The Panamanian authorities have pursued two theories: that it could be a case of score-settling by drug traffickers, or that it was an anti-Semitic attack. In 1995, the United States offered $2 million for information related to the case, saying the attack might have been the work of a Lebanese Hezbollah suicide squad.

“Everything indicates it was a terrorist attack, and there still are many questions and loose ends,” Rabbi Gustavo Kraselnik told AFP. In Panama, investigations have centered on a passenger named Ali Hawa Jamal, who is believed to have detonated a bomb concealed in a radio.

An FBI statement said Jamal was the only person aboard whose body was never claimed. The FBI suspects Jamal belonged to the same Shiite Hezbollah group that, one day earlier, had detonated a car-bomb that killed 85 people and injured hundreds of people at the headquarters of a Jewish charity in Buenos Aires, the Argentine Israelite Mutual Association.

The group behind that attack “is suspected of involvement in the Flight 00901 bombing,” an FBI wanted poster said.

An act without precedent

“It was a criminal act without precedent in Panama,” Juan Antonio Tejada, who was a senior prosecutor there at the time, told AFP. He said that because of Jamal’s death, the case never went to trial.

The case was reopened in 2018 after then-Panamanian President Juan Carlos Varela said he had been told by Prime Minister Benjamin Netanyahu that Israeli intelligence had confirmed the explosion was a “terrorist attack” by Hezbollah.

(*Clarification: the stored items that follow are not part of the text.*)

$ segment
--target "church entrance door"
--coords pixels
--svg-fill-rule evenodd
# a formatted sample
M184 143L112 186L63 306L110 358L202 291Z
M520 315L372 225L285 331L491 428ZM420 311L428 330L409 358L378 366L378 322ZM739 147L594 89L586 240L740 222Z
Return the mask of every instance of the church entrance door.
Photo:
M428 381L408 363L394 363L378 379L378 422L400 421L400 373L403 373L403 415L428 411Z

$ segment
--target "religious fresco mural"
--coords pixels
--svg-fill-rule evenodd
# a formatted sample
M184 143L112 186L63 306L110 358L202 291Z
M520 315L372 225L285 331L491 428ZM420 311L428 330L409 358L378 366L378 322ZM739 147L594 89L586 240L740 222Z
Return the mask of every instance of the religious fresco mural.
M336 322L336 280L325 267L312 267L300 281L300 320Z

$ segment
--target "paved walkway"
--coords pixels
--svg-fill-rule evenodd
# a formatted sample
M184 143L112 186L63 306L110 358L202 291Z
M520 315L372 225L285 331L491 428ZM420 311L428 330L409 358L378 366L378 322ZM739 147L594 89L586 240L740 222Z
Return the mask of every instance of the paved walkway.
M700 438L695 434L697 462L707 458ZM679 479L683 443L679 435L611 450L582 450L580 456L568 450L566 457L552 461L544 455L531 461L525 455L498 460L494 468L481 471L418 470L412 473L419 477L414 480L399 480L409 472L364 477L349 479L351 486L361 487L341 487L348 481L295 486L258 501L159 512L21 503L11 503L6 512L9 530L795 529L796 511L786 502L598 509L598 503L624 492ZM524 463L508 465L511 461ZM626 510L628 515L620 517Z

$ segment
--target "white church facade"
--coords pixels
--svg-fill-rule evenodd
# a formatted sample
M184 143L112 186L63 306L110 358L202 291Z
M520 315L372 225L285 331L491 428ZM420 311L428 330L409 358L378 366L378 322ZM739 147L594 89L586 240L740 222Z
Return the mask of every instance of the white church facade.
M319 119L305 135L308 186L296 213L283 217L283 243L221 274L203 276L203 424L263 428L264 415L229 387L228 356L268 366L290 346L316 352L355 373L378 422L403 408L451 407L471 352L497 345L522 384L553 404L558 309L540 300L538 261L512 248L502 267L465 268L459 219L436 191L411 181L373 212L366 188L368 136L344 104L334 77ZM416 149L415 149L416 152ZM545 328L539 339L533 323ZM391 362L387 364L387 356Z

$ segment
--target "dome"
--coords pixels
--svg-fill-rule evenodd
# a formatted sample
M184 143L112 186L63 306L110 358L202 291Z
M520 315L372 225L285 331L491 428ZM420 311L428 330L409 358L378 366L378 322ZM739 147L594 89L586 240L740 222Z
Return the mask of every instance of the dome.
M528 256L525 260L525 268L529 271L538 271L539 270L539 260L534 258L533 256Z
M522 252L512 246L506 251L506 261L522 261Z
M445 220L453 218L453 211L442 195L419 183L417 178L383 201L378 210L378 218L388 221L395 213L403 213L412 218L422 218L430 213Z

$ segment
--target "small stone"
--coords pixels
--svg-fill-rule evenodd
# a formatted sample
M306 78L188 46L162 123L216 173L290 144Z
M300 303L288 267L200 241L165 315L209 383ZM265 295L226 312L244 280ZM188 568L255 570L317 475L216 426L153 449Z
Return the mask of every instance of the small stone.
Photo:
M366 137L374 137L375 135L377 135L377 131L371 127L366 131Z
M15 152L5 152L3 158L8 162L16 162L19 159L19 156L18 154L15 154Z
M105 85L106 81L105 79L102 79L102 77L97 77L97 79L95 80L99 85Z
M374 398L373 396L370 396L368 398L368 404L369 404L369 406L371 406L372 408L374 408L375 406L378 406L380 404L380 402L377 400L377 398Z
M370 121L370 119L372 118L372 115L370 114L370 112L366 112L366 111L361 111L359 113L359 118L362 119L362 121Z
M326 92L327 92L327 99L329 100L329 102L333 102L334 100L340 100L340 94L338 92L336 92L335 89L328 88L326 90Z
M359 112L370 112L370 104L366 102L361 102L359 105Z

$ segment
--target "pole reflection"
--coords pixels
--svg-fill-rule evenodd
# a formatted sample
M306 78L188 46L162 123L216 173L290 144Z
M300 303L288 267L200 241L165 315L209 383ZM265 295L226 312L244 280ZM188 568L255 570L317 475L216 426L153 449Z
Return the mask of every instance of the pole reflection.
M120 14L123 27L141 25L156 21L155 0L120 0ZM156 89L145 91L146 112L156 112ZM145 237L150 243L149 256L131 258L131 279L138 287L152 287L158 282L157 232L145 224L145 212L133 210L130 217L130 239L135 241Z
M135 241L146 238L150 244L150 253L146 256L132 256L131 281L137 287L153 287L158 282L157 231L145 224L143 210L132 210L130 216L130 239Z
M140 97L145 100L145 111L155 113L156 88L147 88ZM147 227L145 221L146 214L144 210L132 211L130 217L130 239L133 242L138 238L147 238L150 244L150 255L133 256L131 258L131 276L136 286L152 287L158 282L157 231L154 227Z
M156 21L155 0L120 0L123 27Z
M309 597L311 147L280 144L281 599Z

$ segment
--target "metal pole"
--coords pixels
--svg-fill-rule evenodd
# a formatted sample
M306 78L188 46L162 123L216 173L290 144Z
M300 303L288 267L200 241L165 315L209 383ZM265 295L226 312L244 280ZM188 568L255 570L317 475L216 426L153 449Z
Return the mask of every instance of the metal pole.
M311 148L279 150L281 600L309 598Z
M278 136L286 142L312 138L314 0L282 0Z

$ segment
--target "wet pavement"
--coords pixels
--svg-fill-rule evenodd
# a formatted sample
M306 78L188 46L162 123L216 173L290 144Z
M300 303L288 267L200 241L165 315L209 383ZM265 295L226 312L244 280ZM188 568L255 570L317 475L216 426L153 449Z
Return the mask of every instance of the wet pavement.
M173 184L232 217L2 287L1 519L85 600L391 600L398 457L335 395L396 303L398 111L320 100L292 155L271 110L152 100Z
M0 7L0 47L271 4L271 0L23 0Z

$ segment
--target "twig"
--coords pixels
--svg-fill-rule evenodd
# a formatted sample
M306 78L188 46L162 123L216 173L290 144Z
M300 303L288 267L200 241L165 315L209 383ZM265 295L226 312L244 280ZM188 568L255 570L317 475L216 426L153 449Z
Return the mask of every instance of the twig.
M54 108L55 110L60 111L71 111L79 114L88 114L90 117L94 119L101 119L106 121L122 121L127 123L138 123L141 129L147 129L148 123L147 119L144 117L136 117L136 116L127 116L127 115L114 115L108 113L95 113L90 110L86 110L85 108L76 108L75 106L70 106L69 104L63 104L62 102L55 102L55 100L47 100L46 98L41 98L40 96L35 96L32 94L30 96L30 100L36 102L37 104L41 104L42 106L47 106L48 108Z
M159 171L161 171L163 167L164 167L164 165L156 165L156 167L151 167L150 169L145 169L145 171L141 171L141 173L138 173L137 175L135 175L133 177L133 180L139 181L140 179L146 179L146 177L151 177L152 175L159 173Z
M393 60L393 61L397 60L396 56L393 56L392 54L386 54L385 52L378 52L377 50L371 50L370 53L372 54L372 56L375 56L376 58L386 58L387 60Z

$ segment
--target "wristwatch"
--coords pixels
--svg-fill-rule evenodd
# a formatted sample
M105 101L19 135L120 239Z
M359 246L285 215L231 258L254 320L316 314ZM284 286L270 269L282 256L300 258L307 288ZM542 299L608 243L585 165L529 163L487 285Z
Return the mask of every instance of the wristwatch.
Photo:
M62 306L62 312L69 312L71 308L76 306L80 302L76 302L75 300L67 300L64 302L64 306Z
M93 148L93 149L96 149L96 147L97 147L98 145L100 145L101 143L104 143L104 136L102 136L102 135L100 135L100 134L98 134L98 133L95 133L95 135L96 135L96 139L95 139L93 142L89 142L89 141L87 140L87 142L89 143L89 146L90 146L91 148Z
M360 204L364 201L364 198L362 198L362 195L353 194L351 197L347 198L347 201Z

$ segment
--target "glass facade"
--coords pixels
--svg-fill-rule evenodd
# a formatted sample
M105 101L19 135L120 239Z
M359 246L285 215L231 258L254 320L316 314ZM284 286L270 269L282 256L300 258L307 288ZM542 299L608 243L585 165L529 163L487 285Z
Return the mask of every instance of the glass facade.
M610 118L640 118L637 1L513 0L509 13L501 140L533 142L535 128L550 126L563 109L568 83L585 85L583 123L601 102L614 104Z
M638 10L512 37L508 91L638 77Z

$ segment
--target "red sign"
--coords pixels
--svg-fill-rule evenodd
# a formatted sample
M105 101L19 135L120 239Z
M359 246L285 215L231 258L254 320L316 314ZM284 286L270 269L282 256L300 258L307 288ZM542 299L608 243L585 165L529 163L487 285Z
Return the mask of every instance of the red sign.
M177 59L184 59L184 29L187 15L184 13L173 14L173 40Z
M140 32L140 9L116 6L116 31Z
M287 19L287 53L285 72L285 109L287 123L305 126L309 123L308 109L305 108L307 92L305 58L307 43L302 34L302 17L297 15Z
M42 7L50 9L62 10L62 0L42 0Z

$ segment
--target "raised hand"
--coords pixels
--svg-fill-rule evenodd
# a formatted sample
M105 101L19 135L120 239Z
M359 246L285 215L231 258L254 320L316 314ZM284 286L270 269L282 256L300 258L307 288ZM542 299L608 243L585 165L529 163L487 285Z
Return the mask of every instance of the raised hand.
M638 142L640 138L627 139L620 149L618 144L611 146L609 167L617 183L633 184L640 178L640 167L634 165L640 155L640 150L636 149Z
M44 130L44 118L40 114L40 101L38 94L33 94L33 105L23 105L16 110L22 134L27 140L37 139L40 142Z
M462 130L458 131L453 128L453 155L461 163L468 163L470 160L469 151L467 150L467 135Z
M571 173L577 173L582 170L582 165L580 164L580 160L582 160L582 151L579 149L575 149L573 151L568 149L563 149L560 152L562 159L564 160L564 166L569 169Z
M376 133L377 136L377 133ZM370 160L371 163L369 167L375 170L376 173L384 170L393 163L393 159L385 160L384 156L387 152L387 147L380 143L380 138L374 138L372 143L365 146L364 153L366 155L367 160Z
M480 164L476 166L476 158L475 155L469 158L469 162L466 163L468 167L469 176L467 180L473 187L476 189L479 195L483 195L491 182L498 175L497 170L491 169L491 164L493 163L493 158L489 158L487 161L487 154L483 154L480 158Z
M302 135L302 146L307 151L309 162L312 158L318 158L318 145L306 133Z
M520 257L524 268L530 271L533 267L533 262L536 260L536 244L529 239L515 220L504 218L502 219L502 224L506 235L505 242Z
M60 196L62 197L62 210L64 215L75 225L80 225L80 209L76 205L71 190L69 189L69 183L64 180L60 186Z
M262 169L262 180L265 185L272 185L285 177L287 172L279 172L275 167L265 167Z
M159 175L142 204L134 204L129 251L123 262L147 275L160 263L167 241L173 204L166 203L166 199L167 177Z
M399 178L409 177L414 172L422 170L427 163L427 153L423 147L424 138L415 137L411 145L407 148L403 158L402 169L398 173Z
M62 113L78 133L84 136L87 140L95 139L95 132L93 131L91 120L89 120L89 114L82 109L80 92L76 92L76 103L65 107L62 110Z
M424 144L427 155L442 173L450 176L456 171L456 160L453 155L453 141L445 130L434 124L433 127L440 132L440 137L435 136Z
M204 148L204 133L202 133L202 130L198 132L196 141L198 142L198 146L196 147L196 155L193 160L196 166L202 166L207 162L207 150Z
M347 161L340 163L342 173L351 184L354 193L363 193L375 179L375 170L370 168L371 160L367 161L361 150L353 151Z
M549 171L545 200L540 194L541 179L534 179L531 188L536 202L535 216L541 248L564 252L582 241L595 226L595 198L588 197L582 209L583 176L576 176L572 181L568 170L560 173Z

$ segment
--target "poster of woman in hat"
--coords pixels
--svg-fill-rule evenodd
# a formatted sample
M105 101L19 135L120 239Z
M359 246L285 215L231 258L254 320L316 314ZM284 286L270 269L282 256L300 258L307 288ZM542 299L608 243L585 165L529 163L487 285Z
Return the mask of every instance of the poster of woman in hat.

The victims’ families are now placing their hopes on bringing Jamal’s possible accomplices to justice. But legal experts say information from intelligence sources is not always admitted in court.

“We trust the authorities to do their work; we won’t let our brothers be forgotten,” Linda Cohen, the director of the Living Conscience Committee, told AFP.

Ana Karina Smith remembers the day she lost her grandfather. She was 18 at the time and recalls the desperate and confused hours that followed the crash.

“For many years we knew nothing about what happened — nothing,” she told AFP. “A few weeks later I went to the United States and, curiously, my Jewish friends at the university knew much more than I knew.

“It was extremely painful. For me, it is essential that we make the facts known.” But Abigail Benzadon is not holding her breath. “The case has gone unpunished,” she said, “and it will remain unpunished.”